The cargo cult is an amazingly important metaphor for our age. Technology is increasingly becoming more complex and the effective use of this complex technology confers immense advantage. However, the more complex the technology, the more its use is dependent on a complex ecology within which it is developed. Transplanting the technology without the supporting ecology is a waste because it does not work as advertised. The technology — whether it is hardware, software, all sorts of institutions — co-evolved with other bits that form an ecological whole which make the whole system function whereas any subsystem in isolation will not work.

Let’s take an institution such as capitalism, for example. Hernando DeSoto in his book The Mystery of Capital: Why Capitalism Triumphs in the West and Fails Everywhere Else outlines the missing bits in the case of capitalism. Another example: why did the shift to a market economy spell disaster for the former Soviet Union. A market economy has a very deep backend. That backend includes institutions such as the legal system which enforces contracts, a flexible labor market, a number of banking and financial intermediation institutions, and so on. Without the supporting institutions, the market institution is a non-starter. It is merely a cargo cult market economy.

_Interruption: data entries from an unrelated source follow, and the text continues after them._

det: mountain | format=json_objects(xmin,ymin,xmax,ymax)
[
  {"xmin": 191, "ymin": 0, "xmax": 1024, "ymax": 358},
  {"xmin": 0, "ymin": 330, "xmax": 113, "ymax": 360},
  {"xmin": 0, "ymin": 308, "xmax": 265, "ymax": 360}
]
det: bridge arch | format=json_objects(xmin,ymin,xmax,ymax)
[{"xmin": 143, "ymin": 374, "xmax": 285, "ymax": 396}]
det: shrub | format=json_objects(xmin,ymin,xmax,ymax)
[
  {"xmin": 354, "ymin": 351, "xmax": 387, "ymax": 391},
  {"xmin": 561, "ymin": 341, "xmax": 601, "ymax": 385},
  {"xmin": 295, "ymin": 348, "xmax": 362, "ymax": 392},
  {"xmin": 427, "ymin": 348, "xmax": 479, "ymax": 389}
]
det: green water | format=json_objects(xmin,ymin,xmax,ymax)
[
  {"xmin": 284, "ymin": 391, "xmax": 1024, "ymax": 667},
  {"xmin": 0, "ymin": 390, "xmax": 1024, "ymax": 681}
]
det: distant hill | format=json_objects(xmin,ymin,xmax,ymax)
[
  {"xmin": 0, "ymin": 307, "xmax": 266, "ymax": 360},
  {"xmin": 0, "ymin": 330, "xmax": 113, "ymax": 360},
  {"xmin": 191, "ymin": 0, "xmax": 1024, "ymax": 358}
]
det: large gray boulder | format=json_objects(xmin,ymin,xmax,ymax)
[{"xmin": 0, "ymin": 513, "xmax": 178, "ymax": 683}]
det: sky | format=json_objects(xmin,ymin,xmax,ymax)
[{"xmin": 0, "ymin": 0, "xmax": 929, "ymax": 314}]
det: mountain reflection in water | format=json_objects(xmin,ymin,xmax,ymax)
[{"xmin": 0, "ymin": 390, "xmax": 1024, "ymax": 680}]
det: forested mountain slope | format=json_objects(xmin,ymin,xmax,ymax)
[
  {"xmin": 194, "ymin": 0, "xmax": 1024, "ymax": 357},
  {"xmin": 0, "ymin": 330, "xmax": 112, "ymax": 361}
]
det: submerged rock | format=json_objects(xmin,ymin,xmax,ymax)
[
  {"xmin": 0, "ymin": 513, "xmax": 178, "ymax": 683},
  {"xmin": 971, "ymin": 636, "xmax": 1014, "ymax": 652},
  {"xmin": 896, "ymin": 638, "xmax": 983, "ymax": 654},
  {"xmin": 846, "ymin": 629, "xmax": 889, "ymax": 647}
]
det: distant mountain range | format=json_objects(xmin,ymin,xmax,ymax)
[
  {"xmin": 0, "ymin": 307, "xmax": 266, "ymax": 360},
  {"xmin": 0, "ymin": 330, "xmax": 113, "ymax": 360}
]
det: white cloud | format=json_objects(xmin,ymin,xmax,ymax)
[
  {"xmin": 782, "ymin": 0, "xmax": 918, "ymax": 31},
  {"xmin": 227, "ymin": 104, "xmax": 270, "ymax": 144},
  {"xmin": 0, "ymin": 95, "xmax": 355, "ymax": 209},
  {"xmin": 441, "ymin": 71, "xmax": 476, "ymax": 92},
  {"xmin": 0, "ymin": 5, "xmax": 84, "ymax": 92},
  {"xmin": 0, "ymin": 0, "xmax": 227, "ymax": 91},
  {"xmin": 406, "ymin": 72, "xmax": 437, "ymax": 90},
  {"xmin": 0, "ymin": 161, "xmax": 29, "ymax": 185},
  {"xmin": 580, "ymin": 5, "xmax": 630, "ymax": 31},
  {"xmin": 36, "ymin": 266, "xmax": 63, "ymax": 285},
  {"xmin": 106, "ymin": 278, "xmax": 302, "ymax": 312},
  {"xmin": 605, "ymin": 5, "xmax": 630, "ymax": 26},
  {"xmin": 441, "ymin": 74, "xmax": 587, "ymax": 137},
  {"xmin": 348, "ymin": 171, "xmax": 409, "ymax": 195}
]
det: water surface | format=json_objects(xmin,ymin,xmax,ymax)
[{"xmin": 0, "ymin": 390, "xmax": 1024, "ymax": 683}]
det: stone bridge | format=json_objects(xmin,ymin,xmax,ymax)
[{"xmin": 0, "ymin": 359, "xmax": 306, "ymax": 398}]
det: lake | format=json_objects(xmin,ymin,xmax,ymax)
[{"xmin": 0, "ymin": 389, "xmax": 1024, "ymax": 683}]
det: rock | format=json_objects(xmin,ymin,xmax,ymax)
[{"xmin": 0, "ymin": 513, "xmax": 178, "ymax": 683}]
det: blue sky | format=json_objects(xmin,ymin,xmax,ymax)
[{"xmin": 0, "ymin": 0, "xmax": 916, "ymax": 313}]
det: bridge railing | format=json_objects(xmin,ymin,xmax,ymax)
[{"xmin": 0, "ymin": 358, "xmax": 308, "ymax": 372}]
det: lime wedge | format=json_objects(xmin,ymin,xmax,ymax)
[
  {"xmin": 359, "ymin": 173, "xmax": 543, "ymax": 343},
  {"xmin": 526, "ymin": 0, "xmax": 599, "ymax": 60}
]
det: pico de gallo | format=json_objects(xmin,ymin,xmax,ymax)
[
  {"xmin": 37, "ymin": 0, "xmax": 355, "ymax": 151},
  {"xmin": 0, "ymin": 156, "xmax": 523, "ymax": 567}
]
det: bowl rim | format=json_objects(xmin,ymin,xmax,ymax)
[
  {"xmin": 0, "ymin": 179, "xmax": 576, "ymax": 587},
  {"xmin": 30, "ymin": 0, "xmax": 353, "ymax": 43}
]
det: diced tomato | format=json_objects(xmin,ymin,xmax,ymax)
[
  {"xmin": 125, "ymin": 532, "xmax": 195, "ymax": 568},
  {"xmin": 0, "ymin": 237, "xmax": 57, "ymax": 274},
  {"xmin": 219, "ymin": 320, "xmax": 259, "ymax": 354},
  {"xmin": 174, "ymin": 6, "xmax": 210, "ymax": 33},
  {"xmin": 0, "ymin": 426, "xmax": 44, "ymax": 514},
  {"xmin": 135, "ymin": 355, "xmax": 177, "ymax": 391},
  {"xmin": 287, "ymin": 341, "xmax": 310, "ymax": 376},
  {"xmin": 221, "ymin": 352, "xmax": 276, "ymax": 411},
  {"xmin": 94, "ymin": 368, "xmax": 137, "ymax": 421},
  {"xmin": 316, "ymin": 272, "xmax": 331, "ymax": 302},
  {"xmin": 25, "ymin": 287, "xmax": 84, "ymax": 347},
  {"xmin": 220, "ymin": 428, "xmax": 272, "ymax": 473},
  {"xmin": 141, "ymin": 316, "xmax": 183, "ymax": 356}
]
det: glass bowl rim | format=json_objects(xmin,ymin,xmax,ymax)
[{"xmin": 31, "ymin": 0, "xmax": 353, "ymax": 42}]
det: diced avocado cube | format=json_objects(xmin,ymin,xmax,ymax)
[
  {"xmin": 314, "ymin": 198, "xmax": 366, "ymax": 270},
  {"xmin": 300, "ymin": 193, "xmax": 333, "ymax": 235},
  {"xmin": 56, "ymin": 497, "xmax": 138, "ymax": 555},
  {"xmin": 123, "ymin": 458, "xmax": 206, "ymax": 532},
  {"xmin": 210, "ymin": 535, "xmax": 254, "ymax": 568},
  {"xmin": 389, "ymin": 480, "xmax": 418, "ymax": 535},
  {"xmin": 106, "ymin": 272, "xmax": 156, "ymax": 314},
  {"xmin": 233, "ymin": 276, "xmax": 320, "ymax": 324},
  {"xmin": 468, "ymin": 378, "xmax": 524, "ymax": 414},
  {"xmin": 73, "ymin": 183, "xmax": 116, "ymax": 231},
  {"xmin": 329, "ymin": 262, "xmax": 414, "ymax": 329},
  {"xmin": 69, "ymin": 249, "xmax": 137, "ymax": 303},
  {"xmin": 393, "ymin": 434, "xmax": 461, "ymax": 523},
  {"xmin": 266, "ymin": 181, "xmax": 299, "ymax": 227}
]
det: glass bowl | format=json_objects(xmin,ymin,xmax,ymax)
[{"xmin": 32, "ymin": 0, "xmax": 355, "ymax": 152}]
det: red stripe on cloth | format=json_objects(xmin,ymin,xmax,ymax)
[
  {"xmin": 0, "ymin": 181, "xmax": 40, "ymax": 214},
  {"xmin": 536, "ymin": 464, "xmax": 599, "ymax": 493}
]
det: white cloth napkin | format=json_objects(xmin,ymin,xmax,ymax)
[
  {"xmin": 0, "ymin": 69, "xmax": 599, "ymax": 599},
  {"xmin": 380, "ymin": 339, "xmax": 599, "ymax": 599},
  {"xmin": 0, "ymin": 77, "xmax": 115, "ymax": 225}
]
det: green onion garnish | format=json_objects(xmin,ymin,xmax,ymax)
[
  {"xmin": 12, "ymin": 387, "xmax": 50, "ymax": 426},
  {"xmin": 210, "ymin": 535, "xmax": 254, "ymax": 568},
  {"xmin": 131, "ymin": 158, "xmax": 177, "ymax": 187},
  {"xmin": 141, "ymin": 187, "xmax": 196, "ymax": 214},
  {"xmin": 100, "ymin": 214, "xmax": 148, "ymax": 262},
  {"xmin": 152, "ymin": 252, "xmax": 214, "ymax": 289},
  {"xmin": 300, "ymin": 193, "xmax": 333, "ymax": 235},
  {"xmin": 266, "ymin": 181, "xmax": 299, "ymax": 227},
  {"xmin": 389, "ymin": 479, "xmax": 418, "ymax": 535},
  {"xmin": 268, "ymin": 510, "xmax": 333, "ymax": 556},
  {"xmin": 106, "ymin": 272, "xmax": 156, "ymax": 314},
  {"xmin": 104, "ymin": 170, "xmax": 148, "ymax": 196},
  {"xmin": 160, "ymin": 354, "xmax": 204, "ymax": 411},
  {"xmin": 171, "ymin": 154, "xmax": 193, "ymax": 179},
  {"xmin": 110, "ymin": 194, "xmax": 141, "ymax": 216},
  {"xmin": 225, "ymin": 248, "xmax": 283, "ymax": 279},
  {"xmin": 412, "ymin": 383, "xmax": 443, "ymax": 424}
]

In the area of digital technology also, we see the cargo cult mentality. The modern computer evolved in advanced industrialized countries (AIC). AICs have other systems that support the use of computers and these systems also evolved to keep pace with the rapid evolution of computers. Transplanting computers to a place where these systems don’t exist is silly because the computers are then like the props used by the South Pacific islanders. It is no wonder that they don’t work as advertised.

My final example of the cargo cult metaphor is the institution called democracy. Voting every so often to elect representatives that sit in a great big hall to decide matters of national importance is the front end. The deep backend requires an informed public at a minimum. Even under the best of circumstances, aggregating individual preferences is a risky venture as students of public choice theory will appreciate. (See Ken Arrow’s Impossibility Theorem.)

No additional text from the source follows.